% Generated by roxygen2: do not edit by hand
% Please edit documentation in R/datacleanr_app.R
\name{dcr_app}
\alias{dcr_app}
\title{Interactive and reproducible data cleaning}
\usage{
dcr_app(dframe, browser = TRUE)
}
\arguments{
\item{dframe}{Character, a string naming a \code{data.frame}, \code{tbl} or \code{data.table} in the environment
or a path to a \code{.Rds} file. \strong{Note, that \code{data.table}s are converted to tibbles internally.}`}

\item{browser}{logical, should app start in OS's default browser? (default \code{TRUE})}
}
\value{
When \code{datacleanr} is ended by clicking on \code{Close} in the app's navigation bar, a list is \strong{invisibly} returned
with the following items:
\enumerate{
\item \strong{df_name}: character, object name/file path passed into \code{dcr_app}
\item \strong{dcr_df}: tibble, filtered data set \strong{with} additional columns \code{.dcrkey}, \code{.dcrindex}, \code{.annotation} - the latter is \code{NA} for non-outliers, an empty string for outliers without annotation, and a custom string for annotated outliers
\item \strong{dcr_selected_outliers}: data.frame, contains the outlier \code{.dcrkey}, the \code{.annotation} and a \code{selection_count} (integer, count incrementer) column
\item \strong{dcr_groups}: character, a vector defining the groups (via \code{\link[dplyr]{group_by}}) used throughout \code{datacleanr}
\item \strong{dcr_condition_df}: tibble, with columns \code{filter} (character, statement used for filtering) and \code{group} (list, of integers), defining groups that correspond to \code{.dcrindex}
\item \strong{dcr_code}: character string, containing \emph{Reproducible Recipe}
}
}
\description{
Interactive and reproducible data cleaning
}
\details{
\code{datacleanr} provides an interactive data overview, and allows
reproducible filtering and (manual, interactive) visual outlier detection and annotation across multiple app tabs:
\itemize{
\item \strong{Overview and Set-up}: set groups (see below) and generate a exploratory summary of \code{dframe}
\item \strong{Filtering}: Provide and apply filter statements (groupwise, see below and \code{\link{filter_scoped_df}})
\item \strong{Visualization and Annotating}: interactive visualization allowing outlier highlighting, annotating and before/after histograms of displayed (numeric) variables
\item \strong{Extraction}: generates \emph{Reproducible Recipe} and outputs
}

Extensive documentation is provided on each of these tabs for individual procedures in help links.
\code{datacleanr} relies on 1) generating a column of unique IDs (\code{.dcrkey}) and subsetting \code{dframe} into sub-groups (generated in-app,
added as column \code{.dcrindex}) for filtering and visualization.
These groups are composed of unique combinations of columns in the data set (must be \code{factor}) and are passed to \code{\link[dplyr]{group_by}},
and are carried through the app for exploratory analyses (tab \strong{Overview and Set-up}), filtering (tab \strong{Filtering}) and plotting
(tab \strong{Visualization}).
These groups should ideally be chosen to facilitate a convenient filtering and viewing/cleaning process.
For example, a data set with time series of multiple sensors could be grouped by sensor and/or additional columns,
such that periods of interest can be visualized and cleaned simultaneously in the interactive plot.
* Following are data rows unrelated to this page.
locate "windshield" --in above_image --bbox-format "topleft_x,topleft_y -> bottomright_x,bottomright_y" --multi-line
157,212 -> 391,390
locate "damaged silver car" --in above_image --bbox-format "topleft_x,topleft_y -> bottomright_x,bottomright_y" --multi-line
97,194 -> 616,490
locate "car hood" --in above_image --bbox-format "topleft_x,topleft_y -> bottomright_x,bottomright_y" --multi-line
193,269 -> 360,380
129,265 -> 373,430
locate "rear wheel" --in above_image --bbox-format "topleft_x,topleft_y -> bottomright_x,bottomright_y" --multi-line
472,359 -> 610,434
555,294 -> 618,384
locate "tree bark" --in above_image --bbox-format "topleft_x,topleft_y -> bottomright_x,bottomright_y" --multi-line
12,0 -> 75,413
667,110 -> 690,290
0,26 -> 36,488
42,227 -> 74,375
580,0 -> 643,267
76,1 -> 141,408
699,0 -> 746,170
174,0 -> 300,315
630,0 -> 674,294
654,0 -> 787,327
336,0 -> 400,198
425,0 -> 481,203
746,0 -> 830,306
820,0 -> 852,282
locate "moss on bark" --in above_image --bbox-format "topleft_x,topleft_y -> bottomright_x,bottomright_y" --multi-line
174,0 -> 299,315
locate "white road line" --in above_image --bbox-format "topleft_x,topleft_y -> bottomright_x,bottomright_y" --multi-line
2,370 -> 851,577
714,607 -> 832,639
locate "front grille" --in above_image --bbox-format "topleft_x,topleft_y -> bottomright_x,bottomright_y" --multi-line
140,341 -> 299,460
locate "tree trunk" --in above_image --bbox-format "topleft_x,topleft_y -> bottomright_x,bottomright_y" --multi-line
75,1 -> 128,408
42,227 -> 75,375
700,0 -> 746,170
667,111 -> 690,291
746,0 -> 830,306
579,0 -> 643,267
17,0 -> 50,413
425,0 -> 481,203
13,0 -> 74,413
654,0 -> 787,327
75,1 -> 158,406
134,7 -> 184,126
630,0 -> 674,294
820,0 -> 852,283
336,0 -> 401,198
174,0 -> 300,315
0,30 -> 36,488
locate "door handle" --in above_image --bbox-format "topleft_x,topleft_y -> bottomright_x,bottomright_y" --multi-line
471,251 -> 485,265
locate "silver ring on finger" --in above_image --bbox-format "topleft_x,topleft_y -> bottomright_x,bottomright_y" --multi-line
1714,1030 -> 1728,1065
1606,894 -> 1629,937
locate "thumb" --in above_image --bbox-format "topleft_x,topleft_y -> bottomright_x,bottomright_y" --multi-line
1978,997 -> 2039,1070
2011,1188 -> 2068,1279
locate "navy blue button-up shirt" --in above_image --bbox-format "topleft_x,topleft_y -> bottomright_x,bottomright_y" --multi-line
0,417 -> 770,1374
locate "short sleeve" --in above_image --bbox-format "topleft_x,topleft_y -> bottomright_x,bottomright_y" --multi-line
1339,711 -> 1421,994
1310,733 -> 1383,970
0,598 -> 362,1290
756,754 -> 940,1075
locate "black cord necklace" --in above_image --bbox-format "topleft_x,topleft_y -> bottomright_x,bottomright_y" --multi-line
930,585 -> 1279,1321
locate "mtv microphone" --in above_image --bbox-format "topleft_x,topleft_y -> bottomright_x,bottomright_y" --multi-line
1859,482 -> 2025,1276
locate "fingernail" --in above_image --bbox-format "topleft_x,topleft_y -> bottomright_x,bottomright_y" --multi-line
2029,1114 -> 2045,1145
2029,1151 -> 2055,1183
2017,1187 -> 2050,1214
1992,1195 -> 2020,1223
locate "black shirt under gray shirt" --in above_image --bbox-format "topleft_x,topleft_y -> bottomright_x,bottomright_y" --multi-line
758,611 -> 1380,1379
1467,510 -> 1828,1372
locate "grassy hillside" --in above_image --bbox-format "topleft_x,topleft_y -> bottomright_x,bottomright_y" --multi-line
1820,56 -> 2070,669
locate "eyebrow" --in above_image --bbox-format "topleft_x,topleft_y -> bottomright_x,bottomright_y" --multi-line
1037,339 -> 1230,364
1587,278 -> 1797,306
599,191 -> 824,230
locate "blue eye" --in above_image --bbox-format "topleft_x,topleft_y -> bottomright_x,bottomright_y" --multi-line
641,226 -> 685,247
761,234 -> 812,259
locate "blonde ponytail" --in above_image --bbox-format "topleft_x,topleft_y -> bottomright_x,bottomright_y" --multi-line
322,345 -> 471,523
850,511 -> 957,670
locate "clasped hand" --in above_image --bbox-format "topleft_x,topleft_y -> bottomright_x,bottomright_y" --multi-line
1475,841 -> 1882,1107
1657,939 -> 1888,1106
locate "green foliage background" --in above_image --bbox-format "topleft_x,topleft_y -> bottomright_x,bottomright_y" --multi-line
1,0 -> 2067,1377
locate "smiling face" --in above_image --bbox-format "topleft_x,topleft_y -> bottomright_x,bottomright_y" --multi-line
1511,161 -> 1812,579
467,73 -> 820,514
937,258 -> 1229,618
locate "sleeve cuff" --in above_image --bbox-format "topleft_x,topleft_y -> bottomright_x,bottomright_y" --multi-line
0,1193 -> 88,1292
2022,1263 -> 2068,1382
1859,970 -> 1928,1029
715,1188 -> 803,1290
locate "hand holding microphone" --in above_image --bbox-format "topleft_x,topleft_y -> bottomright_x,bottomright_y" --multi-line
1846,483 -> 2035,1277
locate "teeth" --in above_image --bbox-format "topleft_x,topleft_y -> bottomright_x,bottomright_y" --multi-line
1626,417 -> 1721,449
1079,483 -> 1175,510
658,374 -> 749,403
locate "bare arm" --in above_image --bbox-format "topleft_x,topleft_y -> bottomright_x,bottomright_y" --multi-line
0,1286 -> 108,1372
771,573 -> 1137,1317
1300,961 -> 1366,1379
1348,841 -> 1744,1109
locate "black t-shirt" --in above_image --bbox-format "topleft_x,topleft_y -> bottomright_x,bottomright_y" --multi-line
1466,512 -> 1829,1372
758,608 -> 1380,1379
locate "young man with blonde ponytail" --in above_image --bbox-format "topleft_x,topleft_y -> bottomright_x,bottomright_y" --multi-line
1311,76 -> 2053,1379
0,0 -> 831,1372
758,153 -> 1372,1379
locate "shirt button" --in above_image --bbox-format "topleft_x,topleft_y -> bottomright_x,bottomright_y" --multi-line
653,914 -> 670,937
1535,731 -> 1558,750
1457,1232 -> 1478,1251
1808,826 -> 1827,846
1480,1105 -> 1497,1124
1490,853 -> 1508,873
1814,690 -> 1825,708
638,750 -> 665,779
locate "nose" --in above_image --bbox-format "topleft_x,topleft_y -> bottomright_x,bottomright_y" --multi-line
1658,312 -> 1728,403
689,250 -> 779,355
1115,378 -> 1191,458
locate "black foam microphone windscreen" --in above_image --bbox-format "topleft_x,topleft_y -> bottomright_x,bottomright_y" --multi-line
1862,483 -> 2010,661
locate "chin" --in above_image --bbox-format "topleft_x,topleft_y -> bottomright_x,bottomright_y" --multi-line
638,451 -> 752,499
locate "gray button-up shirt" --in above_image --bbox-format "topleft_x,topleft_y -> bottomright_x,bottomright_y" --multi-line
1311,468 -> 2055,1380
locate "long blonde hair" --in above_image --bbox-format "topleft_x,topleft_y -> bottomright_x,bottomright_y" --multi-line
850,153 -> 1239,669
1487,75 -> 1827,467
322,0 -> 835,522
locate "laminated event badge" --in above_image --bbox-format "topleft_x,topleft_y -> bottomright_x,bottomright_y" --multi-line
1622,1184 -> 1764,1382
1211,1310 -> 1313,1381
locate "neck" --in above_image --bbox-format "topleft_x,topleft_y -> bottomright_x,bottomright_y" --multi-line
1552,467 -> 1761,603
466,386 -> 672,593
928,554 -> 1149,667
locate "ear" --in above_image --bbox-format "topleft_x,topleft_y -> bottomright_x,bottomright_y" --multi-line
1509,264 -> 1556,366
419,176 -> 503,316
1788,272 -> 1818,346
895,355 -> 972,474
Filtering is achieved by providing expressions that evaluate to \code{TRUE} \ \code{FALSE}, and can be applied to the entire
data set, or individual/all groups via scoped filtering (see \code{\link{filter_scoped_df}}).

The interactive visualization allows selecting and deselecting points with lasso and box select tools,
as well as interactive zooming (toolbar or clicking on legend items or group overview table, see tab in-app)
as well as panning (toolbar and hover over plot's axes).
Data formats supported are
\enumerate{
\item Observational (numeric), timeseries (\code{POSIXct}) and categorical data in \code{x} and \code{y} dimensions/axis
\item Observational (numeric) data in \code{z} dimension (point size)
\item Spatial data, when \code{lon} and \code{lat} in decimal degrees are present in \code{x} and \code{y}.
}

Displaying spatial data requires a \href{https://www.mapbox.com/}{Mapbox} account, from which an access token needs
to be copied into your \code{.Renviron} (e.g. \code{MAPBOX_TOKEN=your_copied_token}).

Note, that when a column \code{.dcrflag} (logical, \code{TRUE} \ \code{FALSE}) is present in \code{dframe},
respective observations are given contrasting
symbols (\code{FALSE} = circle, \code{TRUE} = star-triangle).
This column is employed as a cross-referencing tool for e.g.other outlier detection or data-processing algorithms
that were applied prior.

The tab \strong{Extraction} provides code to reproduce the entire procedure (a \emph{Reproducible Recipe}), which
\enumerate{
\item can be copied, or sent directly to an active \code{RStudio} script when used interactively (i.e. when \code{dframe} is an object in \code{R}'s
environment),
\item can be saved to disk with intermediate outputs (filter statements and selected outliers),
where file names are based on the input file and configurable suffixes when \code{dframe} is a path.
}
}